Lots of standing around and waiting at the Statehouse today. I just finished standing outside the Governor’s ceremonial office for about an hour, and my reward was to see the Big Three — Gov. Shumlin, House Speaker Shap Smith, and Senate President Pro Tem John Campbell come out and announce they’d reached a deal on the tax bill. And the Governor added that “There will be a health care bill.”
They wouldn’t release any details yet, but they did manage to close the remaining gap. And they all looked happy standing shoulder-to-shoulder, less than 24 hours after Shumlin’s tough talk on taxes seemed to portend a veto of his own party’s tax plan.
Well, that won’t happen. And I guess we shouldn’t be surprised. Rhetoric notwithstanding, there’s always a great deal of momentum toward deal-making at this stage. The unusual thing, really, was that the Governor’s plumage displays were aimed at fellow Democrats.
It’ll still be many hours before adjournment; the bills have to be drawn up, they have to clear the House and Senate, and there’ll need to be some suspending of the rules.
But at this point, it seems inevitable that the key bills will move and the Legislature will adjourn today.
Although the definition of “today” might get stretched a little.
Oh, Anne Galloway, stop making me love you.
Shumlin has repeatedly objected to any changes to the state income tax code that could result in wealthy Vermonters paying more in taxes.
Hehehehe. Sounds like something I’d write, but it’s actually a fair summation of the Governor’s stand on taxes throughout his tenure in office. Which continued, big time, last night:
Late Friday night the House and Senate agreed to a tax package that Gov. Peter Shumlin has already said he doesn’t like and may in fact veto.

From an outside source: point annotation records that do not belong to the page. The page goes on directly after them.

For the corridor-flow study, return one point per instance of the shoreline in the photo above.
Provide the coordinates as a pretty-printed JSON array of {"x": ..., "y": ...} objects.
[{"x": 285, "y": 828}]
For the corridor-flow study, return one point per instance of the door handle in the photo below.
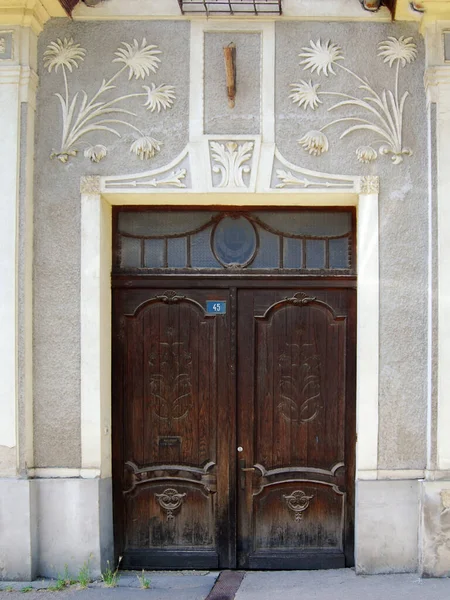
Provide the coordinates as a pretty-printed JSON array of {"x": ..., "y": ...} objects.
[{"x": 244, "y": 470}]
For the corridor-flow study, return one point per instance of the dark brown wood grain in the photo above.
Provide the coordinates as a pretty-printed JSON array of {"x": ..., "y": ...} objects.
[
  {"x": 296, "y": 424},
  {"x": 276, "y": 376}
]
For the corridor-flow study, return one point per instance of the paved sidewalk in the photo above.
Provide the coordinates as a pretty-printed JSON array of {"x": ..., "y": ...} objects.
[{"x": 341, "y": 584}]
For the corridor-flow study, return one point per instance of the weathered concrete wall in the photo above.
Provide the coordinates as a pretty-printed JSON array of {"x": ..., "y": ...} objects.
[
  {"x": 18, "y": 526},
  {"x": 434, "y": 544},
  {"x": 74, "y": 525},
  {"x": 403, "y": 199},
  {"x": 57, "y": 200},
  {"x": 387, "y": 522}
]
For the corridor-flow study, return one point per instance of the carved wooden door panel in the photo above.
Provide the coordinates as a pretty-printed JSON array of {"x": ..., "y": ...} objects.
[
  {"x": 296, "y": 428},
  {"x": 173, "y": 430}
]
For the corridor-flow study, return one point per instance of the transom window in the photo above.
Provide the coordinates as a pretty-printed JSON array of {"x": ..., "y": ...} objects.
[{"x": 173, "y": 240}]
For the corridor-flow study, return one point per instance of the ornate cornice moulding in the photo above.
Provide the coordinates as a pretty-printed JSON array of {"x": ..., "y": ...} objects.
[
  {"x": 29, "y": 13},
  {"x": 231, "y": 164}
]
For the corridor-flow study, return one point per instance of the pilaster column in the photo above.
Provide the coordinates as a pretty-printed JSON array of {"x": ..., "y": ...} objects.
[
  {"x": 18, "y": 82},
  {"x": 434, "y": 536},
  {"x": 17, "y": 106}
]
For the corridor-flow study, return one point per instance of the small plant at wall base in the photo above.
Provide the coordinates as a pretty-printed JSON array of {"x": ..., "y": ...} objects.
[
  {"x": 81, "y": 116},
  {"x": 84, "y": 575},
  {"x": 384, "y": 110},
  {"x": 143, "y": 581},
  {"x": 109, "y": 576}
]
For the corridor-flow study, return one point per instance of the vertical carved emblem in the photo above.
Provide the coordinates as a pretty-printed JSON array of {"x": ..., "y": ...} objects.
[
  {"x": 298, "y": 502},
  {"x": 171, "y": 385},
  {"x": 170, "y": 501},
  {"x": 299, "y": 383}
]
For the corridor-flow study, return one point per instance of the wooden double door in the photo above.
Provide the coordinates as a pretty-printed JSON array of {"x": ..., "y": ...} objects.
[{"x": 234, "y": 433}]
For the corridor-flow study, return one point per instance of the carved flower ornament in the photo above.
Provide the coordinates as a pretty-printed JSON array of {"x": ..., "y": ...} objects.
[
  {"x": 63, "y": 53},
  {"x": 384, "y": 110},
  {"x": 82, "y": 116}
]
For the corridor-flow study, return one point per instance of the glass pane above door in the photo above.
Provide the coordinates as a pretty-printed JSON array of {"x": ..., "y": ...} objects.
[{"x": 302, "y": 241}]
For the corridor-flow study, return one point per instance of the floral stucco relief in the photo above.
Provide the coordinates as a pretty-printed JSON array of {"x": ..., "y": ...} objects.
[{"x": 102, "y": 114}]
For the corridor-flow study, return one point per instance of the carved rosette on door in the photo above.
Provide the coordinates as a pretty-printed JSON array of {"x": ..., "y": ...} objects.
[
  {"x": 298, "y": 502},
  {"x": 170, "y": 501}
]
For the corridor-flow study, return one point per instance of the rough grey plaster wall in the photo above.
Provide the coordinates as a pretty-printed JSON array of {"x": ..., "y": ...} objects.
[
  {"x": 8, "y": 461},
  {"x": 387, "y": 523},
  {"x": 57, "y": 205},
  {"x": 403, "y": 209},
  {"x": 245, "y": 117},
  {"x": 23, "y": 221},
  {"x": 75, "y": 525},
  {"x": 434, "y": 291}
]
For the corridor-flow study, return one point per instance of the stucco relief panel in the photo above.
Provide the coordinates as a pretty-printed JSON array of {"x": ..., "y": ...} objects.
[{"x": 106, "y": 112}]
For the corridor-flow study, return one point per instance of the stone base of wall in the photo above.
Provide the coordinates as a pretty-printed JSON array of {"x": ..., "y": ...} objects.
[
  {"x": 18, "y": 529},
  {"x": 386, "y": 526},
  {"x": 434, "y": 539},
  {"x": 400, "y": 527},
  {"x": 48, "y": 523}
]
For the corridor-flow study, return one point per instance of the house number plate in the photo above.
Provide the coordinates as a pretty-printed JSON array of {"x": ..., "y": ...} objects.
[{"x": 216, "y": 307}]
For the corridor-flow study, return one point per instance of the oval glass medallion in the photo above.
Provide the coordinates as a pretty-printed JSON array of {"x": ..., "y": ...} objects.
[{"x": 234, "y": 241}]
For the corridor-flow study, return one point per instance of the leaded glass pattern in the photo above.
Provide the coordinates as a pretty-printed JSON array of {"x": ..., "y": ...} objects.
[{"x": 302, "y": 241}]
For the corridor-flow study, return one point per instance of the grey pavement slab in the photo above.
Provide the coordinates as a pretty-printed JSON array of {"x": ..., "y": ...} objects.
[
  {"x": 185, "y": 585},
  {"x": 340, "y": 584}
]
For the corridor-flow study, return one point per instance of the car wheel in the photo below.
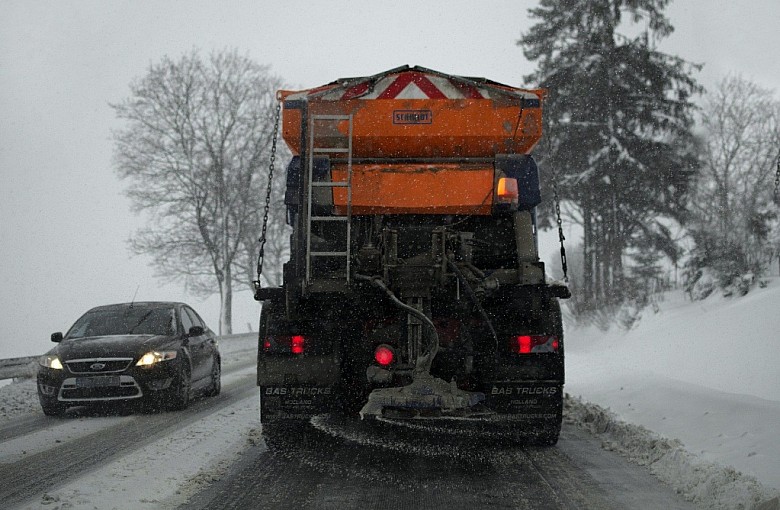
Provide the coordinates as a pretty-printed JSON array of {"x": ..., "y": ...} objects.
[
  {"x": 181, "y": 389},
  {"x": 53, "y": 408},
  {"x": 216, "y": 378}
]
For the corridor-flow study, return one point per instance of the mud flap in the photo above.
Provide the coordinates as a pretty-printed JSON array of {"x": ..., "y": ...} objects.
[
  {"x": 534, "y": 402},
  {"x": 297, "y": 402}
]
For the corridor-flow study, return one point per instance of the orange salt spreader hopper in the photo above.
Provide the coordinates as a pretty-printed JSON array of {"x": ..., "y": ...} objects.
[{"x": 422, "y": 142}]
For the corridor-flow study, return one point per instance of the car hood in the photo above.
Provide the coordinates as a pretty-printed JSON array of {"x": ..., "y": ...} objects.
[{"x": 115, "y": 346}]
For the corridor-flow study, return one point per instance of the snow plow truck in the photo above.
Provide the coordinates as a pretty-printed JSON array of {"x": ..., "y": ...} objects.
[{"x": 414, "y": 289}]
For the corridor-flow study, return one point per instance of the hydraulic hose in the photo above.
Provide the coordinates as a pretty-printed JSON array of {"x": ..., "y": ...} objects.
[{"x": 473, "y": 297}]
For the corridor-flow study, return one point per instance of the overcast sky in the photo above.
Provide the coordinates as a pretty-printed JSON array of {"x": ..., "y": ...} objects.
[{"x": 64, "y": 221}]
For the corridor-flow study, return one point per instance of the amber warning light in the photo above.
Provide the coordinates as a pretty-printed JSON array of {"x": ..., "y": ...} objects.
[{"x": 506, "y": 190}]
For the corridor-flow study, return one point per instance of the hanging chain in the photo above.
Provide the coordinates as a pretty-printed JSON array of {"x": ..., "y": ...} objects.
[
  {"x": 561, "y": 238},
  {"x": 777, "y": 182},
  {"x": 261, "y": 254}
]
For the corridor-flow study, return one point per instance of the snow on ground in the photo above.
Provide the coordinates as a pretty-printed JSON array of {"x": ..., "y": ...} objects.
[
  {"x": 703, "y": 376},
  {"x": 692, "y": 391},
  {"x": 157, "y": 475}
]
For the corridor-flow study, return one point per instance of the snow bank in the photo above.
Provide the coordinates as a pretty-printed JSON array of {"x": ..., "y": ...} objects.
[
  {"x": 708, "y": 485},
  {"x": 704, "y": 373}
]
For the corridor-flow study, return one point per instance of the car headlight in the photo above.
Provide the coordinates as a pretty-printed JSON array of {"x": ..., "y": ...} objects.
[
  {"x": 50, "y": 362},
  {"x": 154, "y": 357}
]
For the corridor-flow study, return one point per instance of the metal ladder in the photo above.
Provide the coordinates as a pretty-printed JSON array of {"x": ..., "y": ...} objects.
[{"x": 310, "y": 219}]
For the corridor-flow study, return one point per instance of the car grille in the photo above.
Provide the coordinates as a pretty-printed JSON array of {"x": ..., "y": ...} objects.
[
  {"x": 98, "y": 365},
  {"x": 99, "y": 388}
]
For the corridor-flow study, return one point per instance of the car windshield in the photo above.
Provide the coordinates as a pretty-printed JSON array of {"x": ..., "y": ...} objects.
[{"x": 125, "y": 321}]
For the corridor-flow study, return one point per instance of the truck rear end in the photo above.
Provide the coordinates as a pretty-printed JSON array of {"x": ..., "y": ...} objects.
[{"x": 414, "y": 288}]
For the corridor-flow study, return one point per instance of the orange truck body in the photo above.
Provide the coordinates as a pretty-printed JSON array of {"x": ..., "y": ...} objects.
[{"x": 423, "y": 142}]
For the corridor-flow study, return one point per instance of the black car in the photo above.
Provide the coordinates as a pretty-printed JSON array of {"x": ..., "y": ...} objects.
[{"x": 154, "y": 353}]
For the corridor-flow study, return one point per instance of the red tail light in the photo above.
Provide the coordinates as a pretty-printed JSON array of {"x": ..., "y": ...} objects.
[
  {"x": 297, "y": 344},
  {"x": 384, "y": 355},
  {"x": 527, "y": 344}
]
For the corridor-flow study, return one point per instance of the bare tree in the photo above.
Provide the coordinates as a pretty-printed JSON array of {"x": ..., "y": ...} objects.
[
  {"x": 195, "y": 149},
  {"x": 731, "y": 201}
]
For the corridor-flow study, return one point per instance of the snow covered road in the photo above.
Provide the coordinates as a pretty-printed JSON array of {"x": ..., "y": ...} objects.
[{"x": 661, "y": 403}]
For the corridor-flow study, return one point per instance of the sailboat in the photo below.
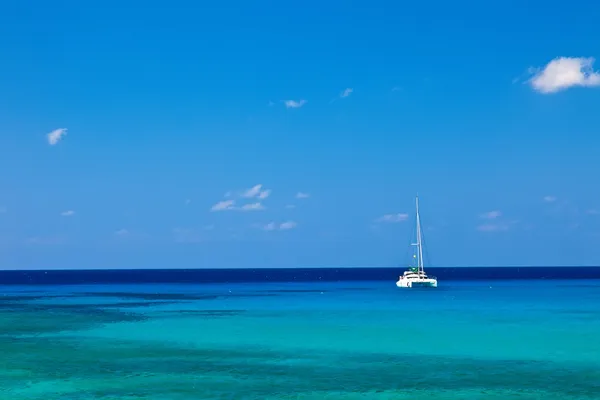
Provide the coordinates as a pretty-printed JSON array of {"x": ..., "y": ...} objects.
[{"x": 415, "y": 276}]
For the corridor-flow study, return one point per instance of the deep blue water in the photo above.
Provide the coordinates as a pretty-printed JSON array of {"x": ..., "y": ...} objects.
[
  {"x": 54, "y": 277},
  {"x": 478, "y": 339}
]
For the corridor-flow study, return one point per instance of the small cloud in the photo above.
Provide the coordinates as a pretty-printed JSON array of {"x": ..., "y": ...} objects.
[
  {"x": 346, "y": 92},
  {"x": 257, "y": 191},
  {"x": 55, "y": 136},
  {"x": 287, "y": 225},
  {"x": 223, "y": 205},
  {"x": 264, "y": 194},
  {"x": 563, "y": 73},
  {"x": 294, "y": 103},
  {"x": 252, "y": 207},
  {"x": 270, "y": 226},
  {"x": 491, "y": 215},
  {"x": 393, "y": 218}
]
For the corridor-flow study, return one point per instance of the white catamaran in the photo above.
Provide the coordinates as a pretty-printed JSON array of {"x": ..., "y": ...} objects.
[{"x": 415, "y": 276}]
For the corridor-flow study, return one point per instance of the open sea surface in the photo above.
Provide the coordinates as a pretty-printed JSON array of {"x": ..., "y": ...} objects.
[{"x": 306, "y": 339}]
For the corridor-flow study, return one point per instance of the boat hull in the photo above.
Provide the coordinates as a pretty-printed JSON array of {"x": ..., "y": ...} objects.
[{"x": 413, "y": 283}]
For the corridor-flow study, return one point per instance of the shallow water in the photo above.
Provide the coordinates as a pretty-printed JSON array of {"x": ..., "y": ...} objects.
[{"x": 353, "y": 340}]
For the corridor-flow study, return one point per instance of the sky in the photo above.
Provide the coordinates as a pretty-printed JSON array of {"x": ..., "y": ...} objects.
[{"x": 185, "y": 134}]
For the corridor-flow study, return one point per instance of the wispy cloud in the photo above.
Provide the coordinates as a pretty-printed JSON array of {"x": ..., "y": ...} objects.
[
  {"x": 257, "y": 191},
  {"x": 294, "y": 103},
  {"x": 223, "y": 205},
  {"x": 393, "y": 218},
  {"x": 55, "y": 136},
  {"x": 252, "y": 207},
  {"x": 563, "y": 73},
  {"x": 491, "y": 214},
  {"x": 284, "y": 226},
  {"x": 271, "y": 226},
  {"x": 346, "y": 92}
]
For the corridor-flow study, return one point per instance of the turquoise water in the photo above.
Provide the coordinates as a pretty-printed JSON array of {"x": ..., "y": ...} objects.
[{"x": 350, "y": 340}]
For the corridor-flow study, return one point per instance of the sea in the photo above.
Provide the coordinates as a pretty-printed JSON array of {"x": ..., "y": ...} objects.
[{"x": 346, "y": 333}]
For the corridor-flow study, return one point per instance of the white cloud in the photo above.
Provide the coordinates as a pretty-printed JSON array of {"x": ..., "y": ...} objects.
[
  {"x": 264, "y": 194},
  {"x": 347, "y": 92},
  {"x": 223, "y": 205},
  {"x": 252, "y": 207},
  {"x": 55, "y": 136},
  {"x": 491, "y": 215},
  {"x": 563, "y": 73},
  {"x": 287, "y": 225},
  {"x": 294, "y": 103},
  {"x": 270, "y": 226},
  {"x": 257, "y": 191},
  {"x": 399, "y": 217}
]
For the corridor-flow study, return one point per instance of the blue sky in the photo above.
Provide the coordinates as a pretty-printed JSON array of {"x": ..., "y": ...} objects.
[{"x": 122, "y": 124}]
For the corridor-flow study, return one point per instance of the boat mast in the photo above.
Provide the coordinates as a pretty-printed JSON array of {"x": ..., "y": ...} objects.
[{"x": 420, "y": 268}]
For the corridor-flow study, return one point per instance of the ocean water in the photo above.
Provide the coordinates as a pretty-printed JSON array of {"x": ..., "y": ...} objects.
[{"x": 479, "y": 339}]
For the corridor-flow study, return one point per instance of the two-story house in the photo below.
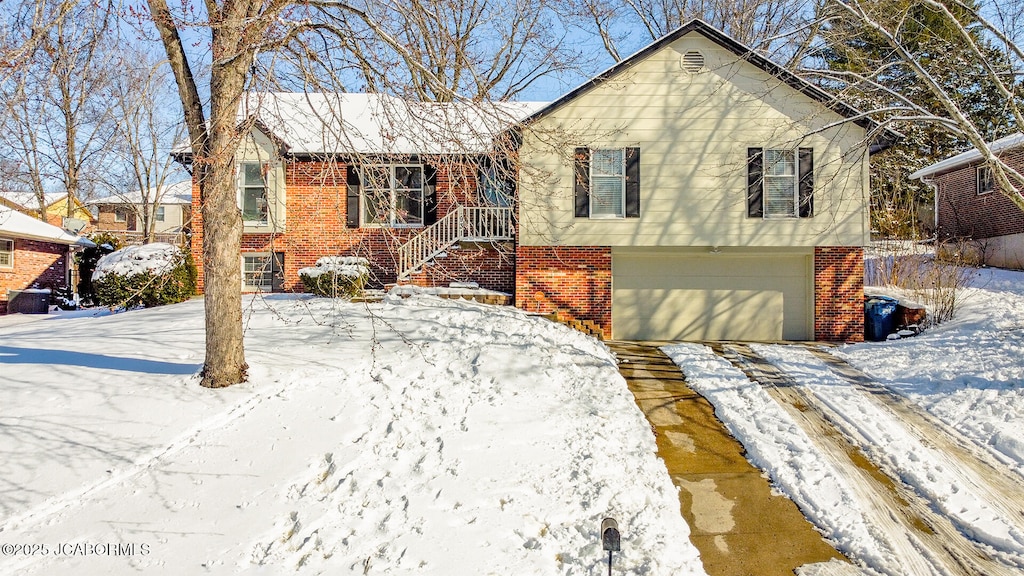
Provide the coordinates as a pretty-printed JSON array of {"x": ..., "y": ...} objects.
[{"x": 693, "y": 191}]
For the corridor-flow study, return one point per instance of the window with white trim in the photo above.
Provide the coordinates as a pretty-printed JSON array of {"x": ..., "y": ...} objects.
[
  {"x": 6, "y": 253},
  {"x": 257, "y": 273},
  {"x": 495, "y": 188},
  {"x": 607, "y": 183},
  {"x": 986, "y": 183},
  {"x": 392, "y": 195},
  {"x": 780, "y": 183},
  {"x": 253, "y": 194}
]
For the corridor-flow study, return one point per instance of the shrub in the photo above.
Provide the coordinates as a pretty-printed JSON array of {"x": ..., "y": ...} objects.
[
  {"x": 336, "y": 276},
  {"x": 151, "y": 275}
]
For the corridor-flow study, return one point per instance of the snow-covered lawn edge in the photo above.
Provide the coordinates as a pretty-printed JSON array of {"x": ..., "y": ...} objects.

… The $30 million legislative tax package includes a cap on itemized income tax deductions. Under the plan, taxpayers can claim up to two times the standard deduction, or $25,000 for a household, for itemized deductions. Medical expenses and charitable donations are exempted. The change limits deductions for mortgage interest, property taxes, moving costs and other Schedule A itemized categories.
The plan includes a 3 percent alternative minimum tax for taxpayers who earn $150,000 or more.
Look, this isn’t a radical tax plan. It’d raise about $11 million a year, and it’s in line with what many states do. Vermont has very generous tax laws that provide plenty of breaks for top earners; the Legislature’s plan would take away some of those benefits.
I can almost hear the Governor talking about how this will hurt “hard-working Vermonters.”